A Tutorial on General Evaluation of AI Agents

General Evaluation of AI Agents

AAMAS 2025 Tutorial

Artificial Intelligence (AI) and machine learning (ML), in particular, have emerged as scientific disciplines concerned with understanding and building single and multi-agent systems with the ability to act and perform as humans do in a variety of contexts [49]. As is true for any scientific discipline, it is critically important to identify and measure scientific progress in AI and ML [40]. However, overall progress in AI and ML is often measured indirectly by evaluating tangible research artifacts, such as models, agents/algorithms, and architectures, on specific tasks (e.g., datasets, benchmarks, or suites) [46]. In particular, the field has designed and constructed thousands of tasks, benchmarks, and datasets for testing wide-ranging capabilities [44]. This proliferation of evaluation tasks has also given rise to a wide range of evaluation methodologies, often influenced by community-driven dynamics and the particularities of each area [12, 17, 35, 37]. Unsurprisingly, AI and ML evaluation methods and practices have undergone numerous critique-review cycles [7, 15, 25, 28, 34]. Nevertheless, there has been steady progress toward gaining a foundational understanding of evaluation in recent years. Techniques from statistics [1, 8], game theory [5, 39, 41] or social choice theory [31, 48] have offered more principled approaches. However, today, with the deployment of increasingly complex models, agents, and systems [4, 19, 43] that tackle evermore challenging tasks [10, 26, 50], there is a growing need to execute well-grounded and transparent evaluations [6, 9]. Thus, substantial work remains to build the conceptual and methodological foundations to accomplish such goals.

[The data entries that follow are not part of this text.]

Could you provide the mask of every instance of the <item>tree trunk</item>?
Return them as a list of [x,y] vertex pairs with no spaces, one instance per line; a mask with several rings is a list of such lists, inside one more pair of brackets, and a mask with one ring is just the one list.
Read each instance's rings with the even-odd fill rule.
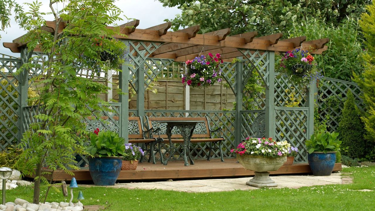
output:
[[33,197],[33,203],[39,204],[39,197],[40,193],[40,173],[42,170],[42,164],[36,164],[36,170],[35,176],[38,176],[38,179],[34,183],[34,197]]

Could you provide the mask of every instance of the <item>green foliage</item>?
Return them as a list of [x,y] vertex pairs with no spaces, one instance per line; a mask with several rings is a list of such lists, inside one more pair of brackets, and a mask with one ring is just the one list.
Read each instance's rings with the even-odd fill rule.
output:
[[336,163],[341,162],[341,152],[340,150],[336,151]]
[[86,152],[92,156],[119,157],[125,154],[125,139],[112,131],[101,131],[98,135],[92,133],[90,145]]
[[16,160],[16,157],[23,150],[12,146],[7,149],[7,151],[0,152],[0,167],[13,168]]
[[[165,6],[182,11],[172,20],[174,30],[200,25],[203,33],[231,28],[232,34],[257,31],[261,35],[285,32],[292,23],[303,24],[316,18],[337,24],[346,16],[356,18],[369,0],[319,2],[261,0],[159,0]],[[169,20],[168,20],[169,21]],[[285,30],[286,31],[284,31]]]
[[303,24],[291,23],[293,27],[287,34],[289,37],[305,36],[309,40],[329,38],[327,50],[321,55],[314,56],[318,68],[324,76],[350,81],[353,72],[360,74],[363,71],[363,41],[358,21],[350,17],[341,22],[329,23],[309,19]]
[[352,159],[350,157],[342,155],[341,156],[341,163],[347,166],[360,166],[359,160],[357,158]]
[[349,90],[346,95],[348,98],[342,111],[338,129],[340,140],[342,141],[342,154],[352,158],[360,158],[363,157],[366,148],[363,135],[364,125],[353,94]]
[[[71,175],[70,170],[78,169],[74,164],[76,161],[73,155],[84,154],[83,143],[88,139],[83,120],[111,110],[99,98],[108,88],[99,80],[98,67],[104,72],[112,71],[124,62],[122,58],[102,61],[100,55],[125,50],[122,42],[106,38],[125,36],[117,28],[106,27],[122,20],[122,12],[114,1],[70,0],[64,2],[64,7],[58,7],[56,4],[62,2],[50,2],[49,13],[56,20],[54,33],[40,29],[46,21],[40,2],[25,3],[30,8],[24,13],[27,21],[20,24],[28,32],[21,42],[27,43],[29,50],[39,45],[47,58],[32,62],[40,59],[36,56],[16,73],[28,68],[41,71],[30,80],[39,93],[33,99],[35,102],[32,109],[36,113],[34,118],[40,121],[30,124],[23,134],[19,147],[25,149],[16,163],[24,174],[36,176],[33,202],[36,203],[40,201],[40,184],[51,187],[42,173],[42,167],[52,173],[58,169]],[[63,24],[65,28],[59,31],[58,26]],[[87,69],[87,76],[77,75],[77,67]]]
[[339,133],[333,132],[330,133],[318,133],[311,135],[310,140],[306,141],[305,144],[309,153],[314,152],[323,152],[326,153],[328,152],[336,152],[340,150],[341,141],[337,137]]

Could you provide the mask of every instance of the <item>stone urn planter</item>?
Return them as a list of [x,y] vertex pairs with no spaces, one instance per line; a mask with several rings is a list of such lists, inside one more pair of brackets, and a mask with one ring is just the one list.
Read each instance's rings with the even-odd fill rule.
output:
[[286,156],[276,158],[244,154],[237,155],[237,159],[243,167],[255,172],[255,176],[246,184],[259,188],[278,186],[270,178],[268,172],[277,170],[286,161]]

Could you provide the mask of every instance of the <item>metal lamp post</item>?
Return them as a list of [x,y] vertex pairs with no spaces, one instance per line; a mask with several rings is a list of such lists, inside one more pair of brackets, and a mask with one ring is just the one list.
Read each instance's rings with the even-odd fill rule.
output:
[[8,167],[0,168],[0,178],[3,179],[3,204],[5,205],[5,184],[6,180],[12,176],[13,170]]

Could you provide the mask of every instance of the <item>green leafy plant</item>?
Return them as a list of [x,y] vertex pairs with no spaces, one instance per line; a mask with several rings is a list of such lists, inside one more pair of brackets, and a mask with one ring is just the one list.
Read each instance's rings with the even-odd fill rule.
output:
[[0,167],[13,168],[17,160],[17,157],[22,153],[23,150],[14,146],[8,147],[6,152],[0,152]]
[[363,155],[366,146],[363,139],[364,125],[353,94],[348,90],[347,96],[338,130],[340,139],[342,141],[342,154],[352,158],[360,158]]
[[90,145],[86,152],[92,156],[119,157],[127,155],[124,152],[125,139],[110,130],[99,132],[96,128],[90,136]]
[[337,138],[338,136],[339,133],[335,132],[326,131],[313,134],[310,140],[305,143],[308,151],[309,154],[314,152],[326,153],[339,150],[342,142]]

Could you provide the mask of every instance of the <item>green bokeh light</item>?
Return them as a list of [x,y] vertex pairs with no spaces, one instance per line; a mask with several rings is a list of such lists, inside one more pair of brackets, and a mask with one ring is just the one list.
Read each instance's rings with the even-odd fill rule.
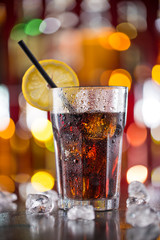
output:
[[39,31],[39,26],[42,22],[42,19],[32,19],[29,21],[25,27],[25,33],[30,36],[37,36],[41,34]]
[[16,24],[11,30],[10,38],[15,41],[23,39],[26,36],[25,27],[25,23]]

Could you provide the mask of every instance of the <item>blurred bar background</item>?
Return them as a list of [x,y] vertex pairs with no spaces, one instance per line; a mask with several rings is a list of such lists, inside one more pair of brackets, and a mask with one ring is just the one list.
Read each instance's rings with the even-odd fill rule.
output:
[[55,188],[56,173],[48,114],[21,92],[31,66],[21,39],[38,60],[69,64],[81,86],[129,88],[122,192],[133,180],[160,187],[160,2],[0,0],[0,190],[25,199],[31,182]]

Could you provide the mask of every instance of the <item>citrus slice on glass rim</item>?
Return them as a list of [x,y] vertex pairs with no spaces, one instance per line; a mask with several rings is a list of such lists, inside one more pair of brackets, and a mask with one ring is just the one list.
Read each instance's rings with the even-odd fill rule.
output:
[[[76,73],[64,62],[48,59],[39,61],[57,87],[79,86]],[[26,101],[33,107],[49,111],[49,85],[32,65],[22,78],[22,92]]]

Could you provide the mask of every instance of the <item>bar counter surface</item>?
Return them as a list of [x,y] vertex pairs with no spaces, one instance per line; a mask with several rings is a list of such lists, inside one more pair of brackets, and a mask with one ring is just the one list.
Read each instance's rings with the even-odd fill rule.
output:
[[0,240],[160,239],[154,226],[139,228],[126,223],[125,202],[121,197],[119,210],[96,212],[92,221],[69,220],[63,210],[49,215],[26,214],[24,202],[17,202],[16,210],[0,209]]

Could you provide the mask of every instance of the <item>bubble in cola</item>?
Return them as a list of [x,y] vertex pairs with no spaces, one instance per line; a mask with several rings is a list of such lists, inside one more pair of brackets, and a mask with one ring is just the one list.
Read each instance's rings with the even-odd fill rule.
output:
[[113,198],[120,178],[124,112],[52,114],[62,198]]

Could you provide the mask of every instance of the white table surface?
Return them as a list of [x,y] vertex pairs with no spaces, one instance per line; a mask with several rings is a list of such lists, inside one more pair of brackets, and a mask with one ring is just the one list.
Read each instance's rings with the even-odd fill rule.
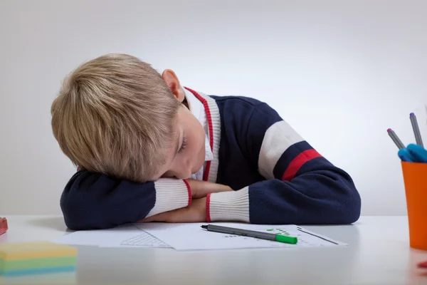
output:
[[[0,217],[9,226],[0,243],[50,241],[68,233],[62,217]],[[75,272],[0,277],[0,284],[427,284],[427,270],[416,268],[427,252],[409,247],[406,217],[303,227],[349,245],[198,252],[80,246]]]

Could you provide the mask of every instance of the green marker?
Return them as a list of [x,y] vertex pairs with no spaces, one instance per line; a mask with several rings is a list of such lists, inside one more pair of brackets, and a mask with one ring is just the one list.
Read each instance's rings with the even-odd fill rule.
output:
[[256,231],[250,231],[248,229],[235,229],[228,227],[216,226],[214,224],[208,224],[201,226],[202,229],[207,229],[209,232],[221,232],[227,234],[236,234],[238,236],[251,237],[256,239],[267,239],[285,244],[295,244],[298,242],[298,239],[294,237],[283,236],[281,234],[270,234],[269,232],[262,232]]

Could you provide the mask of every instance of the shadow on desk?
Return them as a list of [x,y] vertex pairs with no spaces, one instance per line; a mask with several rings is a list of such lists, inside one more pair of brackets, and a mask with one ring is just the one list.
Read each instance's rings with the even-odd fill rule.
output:
[[70,232],[74,232],[67,228],[67,226],[65,226],[65,223],[64,222],[63,217],[60,216],[36,217],[28,221],[28,223],[45,229]]

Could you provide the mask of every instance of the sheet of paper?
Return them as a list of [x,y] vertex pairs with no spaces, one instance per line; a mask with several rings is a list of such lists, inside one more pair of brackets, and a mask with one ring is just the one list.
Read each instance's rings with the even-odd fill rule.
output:
[[108,247],[169,247],[163,242],[137,228],[132,224],[113,229],[75,232],[53,241],[70,245],[88,245]]
[[296,237],[296,244],[255,239],[253,237],[224,234],[208,232],[201,228],[206,223],[135,224],[136,227],[156,237],[176,250],[228,249],[268,247],[317,247],[347,245],[325,236],[317,234],[296,225],[259,225],[236,223],[214,223],[225,227],[280,233]]

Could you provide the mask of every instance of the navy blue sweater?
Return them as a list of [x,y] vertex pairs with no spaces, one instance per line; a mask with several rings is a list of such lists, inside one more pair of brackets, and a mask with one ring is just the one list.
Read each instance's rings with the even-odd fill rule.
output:
[[[207,196],[207,222],[336,224],[359,219],[361,200],[350,176],[273,108],[249,98],[188,90],[203,103],[209,124],[214,159],[204,180],[235,190]],[[60,207],[67,227],[78,230],[137,222],[191,201],[185,180],[137,183],[80,170],[65,186]]]

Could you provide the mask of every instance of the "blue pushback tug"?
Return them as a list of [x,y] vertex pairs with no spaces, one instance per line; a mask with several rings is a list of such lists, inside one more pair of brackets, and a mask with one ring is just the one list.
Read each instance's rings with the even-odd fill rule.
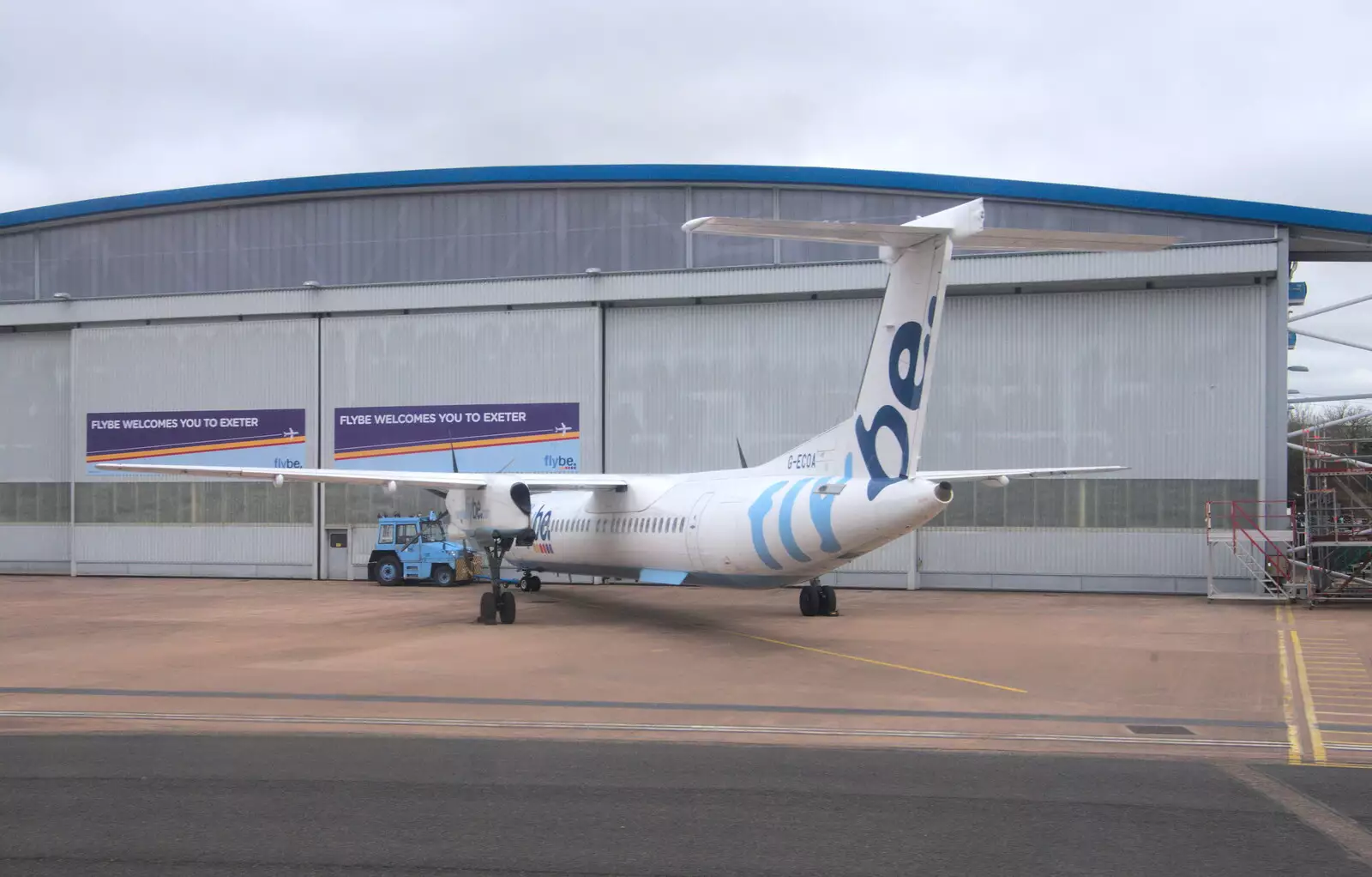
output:
[[376,519],[376,548],[366,563],[366,578],[377,585],[447,586],[471,582],[479,571],[479,556],[462,542],[450,542],[446,522],[434,512]]

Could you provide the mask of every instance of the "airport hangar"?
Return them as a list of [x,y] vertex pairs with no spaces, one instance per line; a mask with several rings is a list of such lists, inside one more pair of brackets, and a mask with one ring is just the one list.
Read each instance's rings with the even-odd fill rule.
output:
[[364,578],[379,513],[440,508],[95,475],[95,412],[303,409],[314,467],[339,409],[572,402],[586,472],[733,467],[735,439],[770,458],[851,413],[885,265],[682,222],[904,222],[978,196],[991,226],[1183,243],[955,255],[922,468],[1129,469],[967,486],[834,583],[1203,593],[1205,501],[1287,497],[1291,264],[1372,258],[1372,217],[770,166],[358,173],[0,214],[0,571]]

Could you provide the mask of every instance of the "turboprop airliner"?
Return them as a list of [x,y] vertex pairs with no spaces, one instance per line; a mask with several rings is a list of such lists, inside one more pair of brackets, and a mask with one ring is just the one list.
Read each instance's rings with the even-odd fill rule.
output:
[[[955,484],[1008,484],[1122,469],[1118,465],[921,471],[929,382],[952,246],[977,250],[1158,250],[1176,237],[985,228],[980,199],[904,225],[704,217],[687,233],[868,244],[890,265],[852,416],[756,467],[682,475],[476,473],[99,464],[102,469],[381,484],[443,493],[449,538],[487,556],[480,619],[514,622],[514,594],[539,572],[657,585],[800,589],[800,612],[833,615],[819,576],[929,523]],[[804,355],[804,351],[797,351]]]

This tutorial covers the fundamentals of the AI evaluation problem. In Part I, we thoroughly review existing methodologies, including statistics, probabilistic choice models, game theory, social choice theory, and graph theory. Then, Part II presents a unifying decision-theoretic perspective of the problem, reviews common pitfalls originating from the unprincipled applications of different methodologies introduced in Part I, and offers principled recipes to avoid these issues in practice. The learning outcomes of this tutorial include 1) an understanding of some of the challenges and pitfalls that arise with an evaluation of AI systems, 2) an introduction to methodologies for the evaluation problem, and 3) the pros and cons of each methodology, including insights as to when and how to apply them.

Tutorial Outline

Part I

Duration: 3 hr

Content: Part I of the tutorial covers the problem of AI evaluation through a detailed review of existing methodologies, including statistics, probabilistic choice models, game theory, social choice theory, and network theory.

Introduction

Statistical Approaches

Introduction & Fundamental Assumptions
Statistics Selection & Practical Limitations
Refs: [1, 24, 29, 30, 53]

Probabilistic Choice Models

Introduction: Bradley-Terry & Plackett-Luce Models
Elo: Foundations, Properties, and Pitfalls.
Refs: [11, 27, 51, 52]

Game-Theoretic Rating & Ranking

Introduction: Game-Theoretic Evaluation
Nash Averaging.
General Sum Equilibrium & N-Player Rating
Evolutionary Dynamics for Evaluation.
Refs: [5, 38, 41]

Social Choice Theory

Introduction: Evaluating Agents using Social Choice Theory: Voting-as-Evaluation (VasE) and Vote N’ Rank.
Probabilistic Social Choice
Social Choice Ranking as Optimization
Refs: [31, 32, 48]

Graph-based Methods [Optional]

Introduction: Comparison Graphs.
Laplacian Null-Space & Markov Chain Rating
Refs: [13]

Part II

Duration: 1 hr

Content: Part II presents a unifying perspective of the problem by framing AI evaluation as designers’ decision-making. It defines the structure of AI evaluation and its three fundamental axes, reviews common pitfalls originating from unprincipled applications of different methodologies introduced in Part I, and offers decision-theoretic recipes to avoid these issues.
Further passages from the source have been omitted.